A woman expressing frustration

The list can go on. Many of the above challenges are deficits in executive functioning (EF) skills, which are essential skills to thrive on a daily basis. Imagine the airport control tower suddenly stopped working. There would be multiple accidents due to a lack of properly timed execution and orders for airlines to depart or arrive. EF skills are the control tower of the mind. Without strongly developed EF skills the person struggles to complete daily demands.

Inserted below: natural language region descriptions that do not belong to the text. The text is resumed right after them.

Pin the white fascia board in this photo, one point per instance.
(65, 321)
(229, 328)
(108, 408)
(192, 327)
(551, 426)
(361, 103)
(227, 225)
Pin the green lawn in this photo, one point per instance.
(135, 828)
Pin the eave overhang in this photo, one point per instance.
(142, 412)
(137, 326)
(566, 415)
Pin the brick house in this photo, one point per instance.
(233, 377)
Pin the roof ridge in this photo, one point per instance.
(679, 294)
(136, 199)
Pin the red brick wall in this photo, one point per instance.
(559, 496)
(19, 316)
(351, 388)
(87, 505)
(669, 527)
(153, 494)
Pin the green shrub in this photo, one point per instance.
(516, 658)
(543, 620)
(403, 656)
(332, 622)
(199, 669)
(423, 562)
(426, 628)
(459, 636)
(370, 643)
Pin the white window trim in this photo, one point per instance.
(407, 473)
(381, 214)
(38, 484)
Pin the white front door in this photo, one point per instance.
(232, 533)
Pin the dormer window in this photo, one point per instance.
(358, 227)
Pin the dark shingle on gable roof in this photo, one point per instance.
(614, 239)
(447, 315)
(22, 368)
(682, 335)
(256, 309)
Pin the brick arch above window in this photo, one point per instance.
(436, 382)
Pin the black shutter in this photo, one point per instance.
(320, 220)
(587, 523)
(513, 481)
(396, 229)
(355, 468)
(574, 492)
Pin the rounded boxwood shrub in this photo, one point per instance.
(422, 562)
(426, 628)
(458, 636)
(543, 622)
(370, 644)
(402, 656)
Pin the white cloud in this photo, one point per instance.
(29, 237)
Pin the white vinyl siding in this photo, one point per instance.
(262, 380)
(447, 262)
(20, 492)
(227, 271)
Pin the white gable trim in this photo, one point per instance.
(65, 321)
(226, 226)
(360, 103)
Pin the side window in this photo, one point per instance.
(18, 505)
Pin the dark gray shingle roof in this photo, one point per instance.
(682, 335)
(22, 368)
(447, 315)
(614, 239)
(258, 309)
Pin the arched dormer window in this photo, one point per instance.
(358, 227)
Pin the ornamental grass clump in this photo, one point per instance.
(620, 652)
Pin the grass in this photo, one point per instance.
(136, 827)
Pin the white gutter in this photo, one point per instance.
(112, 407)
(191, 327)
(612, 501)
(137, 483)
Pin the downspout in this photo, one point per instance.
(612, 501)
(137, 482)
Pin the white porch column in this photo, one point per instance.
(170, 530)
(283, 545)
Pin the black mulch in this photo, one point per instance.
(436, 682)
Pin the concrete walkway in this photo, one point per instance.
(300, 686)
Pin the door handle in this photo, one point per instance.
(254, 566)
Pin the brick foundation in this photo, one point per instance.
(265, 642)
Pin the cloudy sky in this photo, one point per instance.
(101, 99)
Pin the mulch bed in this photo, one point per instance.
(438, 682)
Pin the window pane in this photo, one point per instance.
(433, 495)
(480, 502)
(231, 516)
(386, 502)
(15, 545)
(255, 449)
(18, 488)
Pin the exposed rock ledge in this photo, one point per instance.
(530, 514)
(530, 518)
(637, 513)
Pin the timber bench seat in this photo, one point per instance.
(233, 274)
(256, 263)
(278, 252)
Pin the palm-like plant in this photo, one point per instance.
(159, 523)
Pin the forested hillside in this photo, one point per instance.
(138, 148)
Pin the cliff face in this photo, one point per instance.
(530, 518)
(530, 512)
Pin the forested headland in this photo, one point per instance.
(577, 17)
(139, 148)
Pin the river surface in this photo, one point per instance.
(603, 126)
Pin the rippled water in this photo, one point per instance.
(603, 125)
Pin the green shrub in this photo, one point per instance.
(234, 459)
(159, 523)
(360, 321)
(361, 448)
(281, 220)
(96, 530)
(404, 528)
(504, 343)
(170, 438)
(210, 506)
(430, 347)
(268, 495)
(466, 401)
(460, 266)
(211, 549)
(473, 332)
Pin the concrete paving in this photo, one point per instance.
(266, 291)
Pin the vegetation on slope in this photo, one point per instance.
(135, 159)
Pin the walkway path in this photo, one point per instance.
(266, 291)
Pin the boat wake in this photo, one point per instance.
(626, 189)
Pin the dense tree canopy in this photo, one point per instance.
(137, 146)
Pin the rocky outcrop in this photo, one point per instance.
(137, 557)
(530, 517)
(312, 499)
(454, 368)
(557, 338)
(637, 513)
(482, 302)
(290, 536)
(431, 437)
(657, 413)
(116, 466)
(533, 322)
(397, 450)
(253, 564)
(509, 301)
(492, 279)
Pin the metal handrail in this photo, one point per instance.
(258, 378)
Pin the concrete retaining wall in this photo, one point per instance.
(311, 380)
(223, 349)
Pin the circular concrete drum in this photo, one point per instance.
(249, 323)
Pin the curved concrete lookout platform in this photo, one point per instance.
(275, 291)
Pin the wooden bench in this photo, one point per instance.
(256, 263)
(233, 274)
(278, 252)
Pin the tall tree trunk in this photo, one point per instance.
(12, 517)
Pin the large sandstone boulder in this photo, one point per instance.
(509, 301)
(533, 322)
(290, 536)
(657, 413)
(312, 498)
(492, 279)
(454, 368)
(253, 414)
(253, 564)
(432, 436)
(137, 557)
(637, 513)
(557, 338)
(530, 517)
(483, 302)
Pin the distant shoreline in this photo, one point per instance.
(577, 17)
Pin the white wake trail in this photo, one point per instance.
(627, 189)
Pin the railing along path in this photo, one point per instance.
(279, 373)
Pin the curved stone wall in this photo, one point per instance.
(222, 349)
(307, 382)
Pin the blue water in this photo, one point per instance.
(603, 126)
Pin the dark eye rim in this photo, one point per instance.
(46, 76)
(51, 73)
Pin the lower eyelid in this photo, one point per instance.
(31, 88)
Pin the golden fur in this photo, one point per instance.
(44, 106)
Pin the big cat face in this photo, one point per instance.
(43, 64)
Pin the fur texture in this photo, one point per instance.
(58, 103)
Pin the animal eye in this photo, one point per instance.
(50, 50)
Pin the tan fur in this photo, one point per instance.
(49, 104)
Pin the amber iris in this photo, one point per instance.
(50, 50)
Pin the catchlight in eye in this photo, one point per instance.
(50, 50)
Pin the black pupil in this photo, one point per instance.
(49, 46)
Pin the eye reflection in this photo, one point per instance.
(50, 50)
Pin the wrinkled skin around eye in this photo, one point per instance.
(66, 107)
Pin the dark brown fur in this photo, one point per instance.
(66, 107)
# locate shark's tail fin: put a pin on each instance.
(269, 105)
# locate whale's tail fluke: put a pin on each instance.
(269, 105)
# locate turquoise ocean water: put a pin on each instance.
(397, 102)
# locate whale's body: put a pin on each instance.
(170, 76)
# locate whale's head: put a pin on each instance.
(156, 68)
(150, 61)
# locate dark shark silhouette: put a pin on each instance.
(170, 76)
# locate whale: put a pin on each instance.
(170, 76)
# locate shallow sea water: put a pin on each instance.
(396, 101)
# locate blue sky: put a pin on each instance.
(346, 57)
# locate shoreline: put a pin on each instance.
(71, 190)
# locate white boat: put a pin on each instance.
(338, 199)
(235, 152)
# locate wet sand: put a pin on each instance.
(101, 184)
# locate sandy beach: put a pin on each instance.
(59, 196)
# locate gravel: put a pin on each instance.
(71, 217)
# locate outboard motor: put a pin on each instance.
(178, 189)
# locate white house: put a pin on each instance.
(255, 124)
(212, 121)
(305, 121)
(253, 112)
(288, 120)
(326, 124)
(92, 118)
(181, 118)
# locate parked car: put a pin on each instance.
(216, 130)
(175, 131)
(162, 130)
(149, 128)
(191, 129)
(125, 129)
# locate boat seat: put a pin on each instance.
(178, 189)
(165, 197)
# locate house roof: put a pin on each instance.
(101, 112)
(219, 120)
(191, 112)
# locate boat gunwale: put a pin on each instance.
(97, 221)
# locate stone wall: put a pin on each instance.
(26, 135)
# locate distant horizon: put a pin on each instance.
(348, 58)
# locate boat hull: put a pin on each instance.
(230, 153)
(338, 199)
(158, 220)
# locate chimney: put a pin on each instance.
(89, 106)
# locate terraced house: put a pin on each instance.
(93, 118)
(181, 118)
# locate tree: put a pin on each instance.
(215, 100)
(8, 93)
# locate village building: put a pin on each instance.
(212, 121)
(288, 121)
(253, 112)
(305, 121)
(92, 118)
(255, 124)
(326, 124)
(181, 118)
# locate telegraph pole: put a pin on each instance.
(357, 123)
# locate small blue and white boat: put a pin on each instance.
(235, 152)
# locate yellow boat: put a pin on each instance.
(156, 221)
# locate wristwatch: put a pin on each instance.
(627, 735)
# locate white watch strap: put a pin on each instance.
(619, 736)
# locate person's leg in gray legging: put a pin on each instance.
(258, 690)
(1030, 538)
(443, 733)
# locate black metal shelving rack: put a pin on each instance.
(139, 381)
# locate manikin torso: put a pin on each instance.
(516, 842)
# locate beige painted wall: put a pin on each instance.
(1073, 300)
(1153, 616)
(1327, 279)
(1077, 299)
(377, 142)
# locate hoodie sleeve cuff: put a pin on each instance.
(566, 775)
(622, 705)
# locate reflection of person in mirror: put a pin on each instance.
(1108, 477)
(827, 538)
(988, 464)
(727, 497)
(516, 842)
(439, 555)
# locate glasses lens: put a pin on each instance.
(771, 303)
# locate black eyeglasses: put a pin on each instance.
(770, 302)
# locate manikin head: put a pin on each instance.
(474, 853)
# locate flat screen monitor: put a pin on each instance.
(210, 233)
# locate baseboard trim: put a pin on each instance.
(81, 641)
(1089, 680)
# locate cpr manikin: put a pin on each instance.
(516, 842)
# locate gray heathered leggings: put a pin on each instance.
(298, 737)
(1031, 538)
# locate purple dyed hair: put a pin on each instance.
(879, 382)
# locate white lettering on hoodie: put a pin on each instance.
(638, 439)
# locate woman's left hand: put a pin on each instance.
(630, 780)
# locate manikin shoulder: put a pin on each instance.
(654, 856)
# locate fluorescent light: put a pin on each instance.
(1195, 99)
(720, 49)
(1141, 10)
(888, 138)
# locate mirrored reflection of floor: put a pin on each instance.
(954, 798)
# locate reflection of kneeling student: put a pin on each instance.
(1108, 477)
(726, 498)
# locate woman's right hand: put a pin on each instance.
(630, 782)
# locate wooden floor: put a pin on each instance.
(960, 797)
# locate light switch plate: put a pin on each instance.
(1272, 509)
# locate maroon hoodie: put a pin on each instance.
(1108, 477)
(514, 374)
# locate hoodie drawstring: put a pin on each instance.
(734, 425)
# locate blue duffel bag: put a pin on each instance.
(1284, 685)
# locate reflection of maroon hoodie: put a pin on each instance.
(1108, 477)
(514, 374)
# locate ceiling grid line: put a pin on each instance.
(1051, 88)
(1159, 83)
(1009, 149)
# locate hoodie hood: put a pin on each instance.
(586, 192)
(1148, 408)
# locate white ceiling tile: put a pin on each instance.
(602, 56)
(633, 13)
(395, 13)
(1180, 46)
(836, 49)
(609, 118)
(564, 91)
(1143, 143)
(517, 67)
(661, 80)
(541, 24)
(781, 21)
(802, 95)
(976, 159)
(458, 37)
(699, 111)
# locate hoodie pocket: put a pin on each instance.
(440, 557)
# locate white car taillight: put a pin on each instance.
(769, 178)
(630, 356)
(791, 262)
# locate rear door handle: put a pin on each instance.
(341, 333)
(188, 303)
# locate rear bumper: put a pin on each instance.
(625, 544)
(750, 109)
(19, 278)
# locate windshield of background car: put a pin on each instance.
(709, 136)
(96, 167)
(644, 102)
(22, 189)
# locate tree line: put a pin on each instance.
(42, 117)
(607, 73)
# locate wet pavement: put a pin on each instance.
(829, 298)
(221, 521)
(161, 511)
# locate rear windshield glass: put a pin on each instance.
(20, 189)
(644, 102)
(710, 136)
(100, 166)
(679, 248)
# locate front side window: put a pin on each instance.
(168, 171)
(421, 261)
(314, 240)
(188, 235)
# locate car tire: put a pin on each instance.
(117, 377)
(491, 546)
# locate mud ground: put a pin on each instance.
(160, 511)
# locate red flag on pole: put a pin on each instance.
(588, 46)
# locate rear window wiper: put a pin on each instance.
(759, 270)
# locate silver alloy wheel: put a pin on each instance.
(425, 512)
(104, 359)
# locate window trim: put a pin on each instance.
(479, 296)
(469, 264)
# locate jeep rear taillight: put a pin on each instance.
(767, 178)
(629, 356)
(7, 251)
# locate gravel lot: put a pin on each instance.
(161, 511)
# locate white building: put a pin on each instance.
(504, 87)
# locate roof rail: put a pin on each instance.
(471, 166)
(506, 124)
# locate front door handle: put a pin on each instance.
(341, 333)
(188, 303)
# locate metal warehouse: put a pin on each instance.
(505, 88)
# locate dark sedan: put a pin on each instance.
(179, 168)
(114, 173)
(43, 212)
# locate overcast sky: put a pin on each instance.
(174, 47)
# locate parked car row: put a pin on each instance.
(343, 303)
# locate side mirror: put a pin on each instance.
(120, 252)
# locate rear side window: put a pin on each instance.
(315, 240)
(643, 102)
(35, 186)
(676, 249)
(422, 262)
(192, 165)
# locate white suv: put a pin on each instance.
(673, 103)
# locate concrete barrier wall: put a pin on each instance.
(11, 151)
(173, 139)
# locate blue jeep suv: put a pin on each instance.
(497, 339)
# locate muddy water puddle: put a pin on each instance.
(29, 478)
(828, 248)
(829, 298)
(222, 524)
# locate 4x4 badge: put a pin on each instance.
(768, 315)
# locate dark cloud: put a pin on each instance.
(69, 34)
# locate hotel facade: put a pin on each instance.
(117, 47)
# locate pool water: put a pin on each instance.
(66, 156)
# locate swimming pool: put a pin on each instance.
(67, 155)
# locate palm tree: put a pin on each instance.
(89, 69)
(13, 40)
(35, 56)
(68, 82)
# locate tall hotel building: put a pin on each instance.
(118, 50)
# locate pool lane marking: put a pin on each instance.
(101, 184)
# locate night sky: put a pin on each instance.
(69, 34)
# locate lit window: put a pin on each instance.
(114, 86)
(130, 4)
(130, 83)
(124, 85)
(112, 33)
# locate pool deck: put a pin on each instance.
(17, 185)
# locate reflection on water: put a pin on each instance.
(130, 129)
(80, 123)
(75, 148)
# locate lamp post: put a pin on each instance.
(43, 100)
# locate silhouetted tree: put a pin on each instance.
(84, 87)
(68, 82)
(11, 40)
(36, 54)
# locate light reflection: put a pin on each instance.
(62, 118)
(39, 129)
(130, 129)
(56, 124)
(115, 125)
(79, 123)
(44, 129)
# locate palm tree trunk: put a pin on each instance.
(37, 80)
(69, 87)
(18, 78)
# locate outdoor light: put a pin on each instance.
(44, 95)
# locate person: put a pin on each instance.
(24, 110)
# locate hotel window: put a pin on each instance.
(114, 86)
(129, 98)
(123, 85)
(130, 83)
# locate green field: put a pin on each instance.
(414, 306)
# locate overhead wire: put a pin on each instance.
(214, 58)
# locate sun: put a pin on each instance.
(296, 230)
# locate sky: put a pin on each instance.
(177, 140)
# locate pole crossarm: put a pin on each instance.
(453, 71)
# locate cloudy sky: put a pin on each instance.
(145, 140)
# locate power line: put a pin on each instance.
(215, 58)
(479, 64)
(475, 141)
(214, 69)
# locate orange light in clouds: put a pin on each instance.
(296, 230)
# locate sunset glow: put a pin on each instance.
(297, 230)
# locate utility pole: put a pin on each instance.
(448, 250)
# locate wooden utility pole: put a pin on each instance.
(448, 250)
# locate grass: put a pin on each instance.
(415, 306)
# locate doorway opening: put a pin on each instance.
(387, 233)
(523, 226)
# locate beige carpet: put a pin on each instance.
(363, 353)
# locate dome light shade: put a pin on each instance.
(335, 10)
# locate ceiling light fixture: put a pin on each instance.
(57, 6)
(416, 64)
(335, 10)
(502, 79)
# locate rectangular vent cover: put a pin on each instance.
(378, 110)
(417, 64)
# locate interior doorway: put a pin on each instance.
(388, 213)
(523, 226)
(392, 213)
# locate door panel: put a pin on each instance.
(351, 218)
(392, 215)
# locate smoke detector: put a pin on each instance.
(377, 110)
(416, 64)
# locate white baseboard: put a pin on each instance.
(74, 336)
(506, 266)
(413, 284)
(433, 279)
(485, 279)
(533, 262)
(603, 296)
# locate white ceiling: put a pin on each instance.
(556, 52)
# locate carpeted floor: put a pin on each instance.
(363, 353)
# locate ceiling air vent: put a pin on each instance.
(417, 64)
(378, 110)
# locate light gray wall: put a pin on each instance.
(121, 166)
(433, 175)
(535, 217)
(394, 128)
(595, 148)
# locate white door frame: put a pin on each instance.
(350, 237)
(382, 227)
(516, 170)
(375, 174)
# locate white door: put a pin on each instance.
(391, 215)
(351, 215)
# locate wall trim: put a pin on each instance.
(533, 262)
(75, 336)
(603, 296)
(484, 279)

An image of an airport control tower

Here are some recommendations:

  1. It is always important to rule out medical issues, such as vision, hearing, or sleep problems. Therefore, it is important to seek consultation from specialists in these areas first. 
  2. Poor sleep leads to multiple problems and there is one type of ADHD that is related to a poor sleep pattern. A sleep study can help solve this puzzle. 
  3. Consult closely with the teacher if you are noticing any of the problems listed above. Teachers are a great source of information since they spend so much time with children during challenging tasks.  
  4. Seek an observation from a provider that specializes in ADHD, namely a functional behavior assessment (FBA). An FBA can give you useful information about your child’s behavior and the function of that behavior. 
  5. Help the child with tutoring when you first start noticing academic struggles.
  6. Seek a psychological evaluation to rule out ADHD. Early diagnosis leads to a better prognosis. Understanding why a person is struggling is very liberating. 
  7. Seek the help of a neurologist for medication management. Medicine for ADHD can help a child focus better, which in turn will lead to a more fulfilling life.
  8. Seek therapy to learn to overcome anxiety and the stress of daily life as a woman with ADHD.

Whether you seek the natural route or the medical route, remember that any health problem is more manageable when you seek assistance from specialists. Also, waiting for a child to outgrow symptoms can backfire. Things don’t tend to get better unless you do something different. 

If you are a woman living with any of the above problems and you suspect you went undiagnosed as a girl with ADHD, there is still time to feel better. If you feel that life is becoming too hard to manage or even completing simple tasks is too difficult, seek help from a professional. A psychologist, psychiatrist, or even your general doctor can be your first stop.